Venomous Sea Snail Could Be Key To More Effective Painkillers With Lower Risk Of Addiction

A cone snail searches for prey. Researchers from varied disciplines are collaborating to understand the way conotoxins — chemicals found in cone snail venom — work and how they can be utilized to reduce pain in humans. (Pengchao-BGI/CC BY-SA 4.0)
A cone snail searches for prey. Researchers from varied disciplines are collaborating to understand the way conotoxins — chemicals found in cone snail venom — work and how they can be utilized to reduce pain in humans. (Pengchao-BGI/CC BY-SA 4.0)


By Anamarija Brnjarchevska

A venomous sea snail could hold the key to developing more effective painkillers with a reduced risk of addiction, researchers say.

Deadly venom produced by cone snails has occasionally killed humans, and there is no antitoxin available.

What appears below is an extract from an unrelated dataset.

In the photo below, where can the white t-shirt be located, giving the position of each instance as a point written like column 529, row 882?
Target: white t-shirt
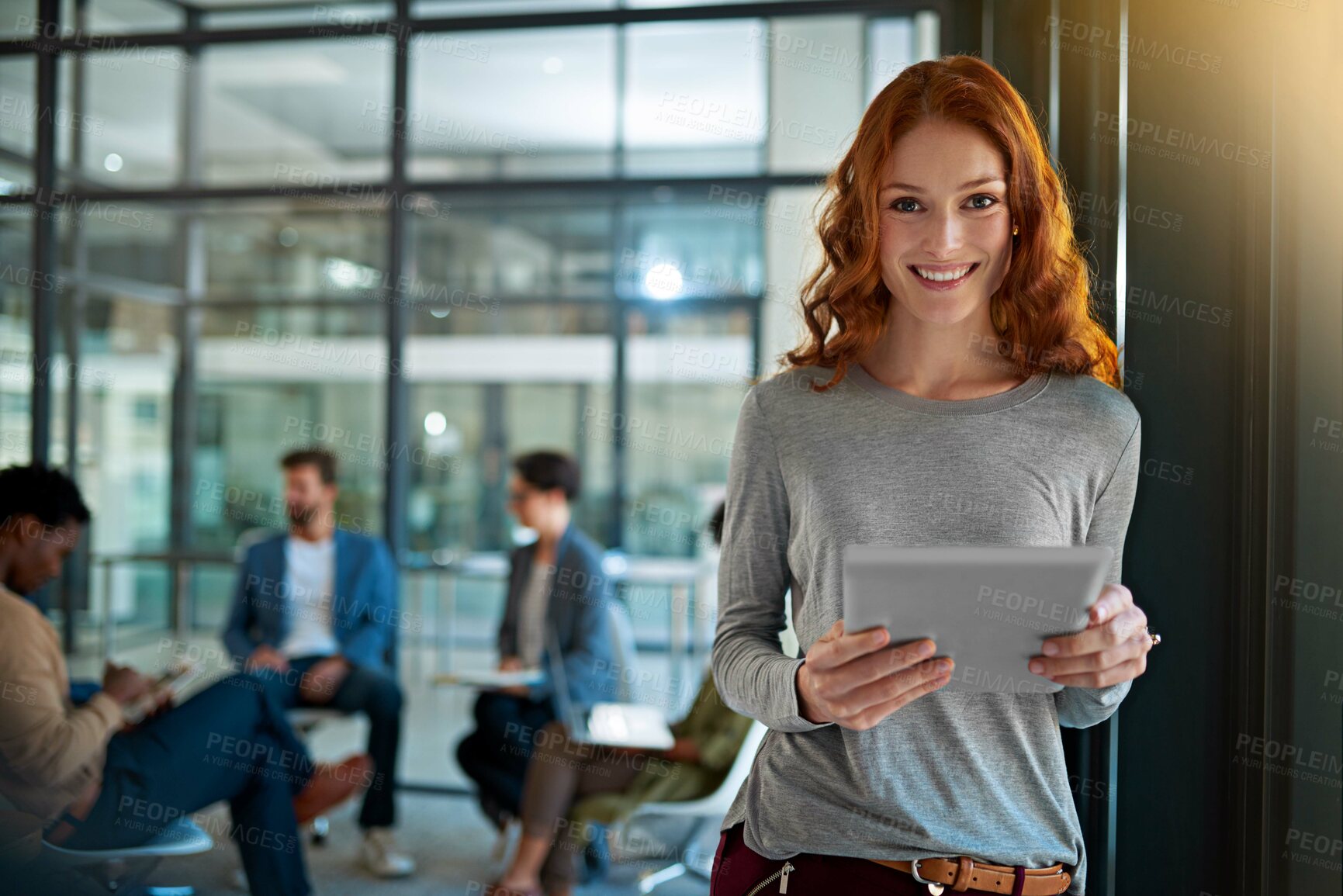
column 309, row 582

However, a team led by researchers from the University of Glasgow is trying to learn more about the poison produced by these snails, which are predatory marine animals found in warm seas and oceans throughout the world.

The cone snail’s venom contains chemicals called conotoxins — highly potent neurotoxic peptides — which it uses to paralyze its prey by blocking parts of their nervous systems. This is often fatal to animals but rarely fatal to humans.

Cone snails are known to be predatory and venomous. Although there is no treatment for poisoning with cone snail venom, it rarely proves fatal for humans. (Richard Ling/CC BY-SA 3.0)

Modified peptides based on the venom could form the basis of future drugs capable of safely blocking pain receptors in the human body.

The researchers hope their project will lead to the development of the first-ever treatments for conotoxin poisoning.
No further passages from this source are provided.